Adama exchanged a glance with Ripley as the delegation from Beowulf filed into the conference room. He noted that only three of the eleven wore military uniforms—the rest, as she predicted, wore expensive suits. He kept any expression from his face as he, Commanders Lorne and Jayne, Colonels Tigh, Thorean, and Foeswan, High Justice Lampkin, and the newly sworn in President and Vice-President of the Colonies stood.
He caught Lee’s eye and the President nodded—as did Tom Zarek. And Caprica as well, who was here representing the Cylons that had joined the Fleet. Adama scowled at her presence—but Lee had insisted. After all, this meeting would affect them just as it would the human refugees.

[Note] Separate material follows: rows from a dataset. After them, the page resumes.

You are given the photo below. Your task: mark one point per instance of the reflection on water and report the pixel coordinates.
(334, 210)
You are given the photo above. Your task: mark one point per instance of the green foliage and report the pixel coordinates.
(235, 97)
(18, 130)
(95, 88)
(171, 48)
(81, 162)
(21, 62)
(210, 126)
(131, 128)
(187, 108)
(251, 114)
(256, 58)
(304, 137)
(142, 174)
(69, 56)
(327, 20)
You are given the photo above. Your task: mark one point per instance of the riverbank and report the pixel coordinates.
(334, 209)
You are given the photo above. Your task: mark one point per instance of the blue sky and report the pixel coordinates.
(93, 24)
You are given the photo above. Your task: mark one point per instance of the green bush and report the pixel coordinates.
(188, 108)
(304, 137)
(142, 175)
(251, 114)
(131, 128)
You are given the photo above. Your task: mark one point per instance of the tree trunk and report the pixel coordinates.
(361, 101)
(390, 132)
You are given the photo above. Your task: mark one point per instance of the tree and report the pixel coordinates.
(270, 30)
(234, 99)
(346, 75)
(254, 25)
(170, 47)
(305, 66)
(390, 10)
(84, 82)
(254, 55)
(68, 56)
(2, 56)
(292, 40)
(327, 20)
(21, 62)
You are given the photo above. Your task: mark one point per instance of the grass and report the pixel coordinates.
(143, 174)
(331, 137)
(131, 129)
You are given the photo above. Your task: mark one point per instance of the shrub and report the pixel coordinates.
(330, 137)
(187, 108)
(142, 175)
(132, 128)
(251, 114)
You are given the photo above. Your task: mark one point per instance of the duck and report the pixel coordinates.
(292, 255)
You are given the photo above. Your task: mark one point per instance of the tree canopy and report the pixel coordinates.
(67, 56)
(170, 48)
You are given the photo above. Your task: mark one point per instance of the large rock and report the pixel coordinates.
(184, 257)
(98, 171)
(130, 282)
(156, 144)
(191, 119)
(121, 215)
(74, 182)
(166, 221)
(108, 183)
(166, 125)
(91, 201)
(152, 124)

Lieutenant Gorman was the twenty-third man at the table, sitting between the two sides . . . and for such a junior officer he was remarkably composed. Which is too say, he looked nervous and out of place. Bishop, sitting at his side, on the other hand, was stoic and at ease.
Adama waited until the guests had all taken their place and he nodded at them.
“Welcome aboard Galactica
,” he said. “I am Admiral Adama—may I introduce you to the President of the Twelve Colonies, Lee Adama?”
Polite nods were exchanged—but the Admiral (and Lee and the rest) caught the slight smirks on the faces of most of the civilians. Just as Ripley had said, they automatically assumed nepotism was at play.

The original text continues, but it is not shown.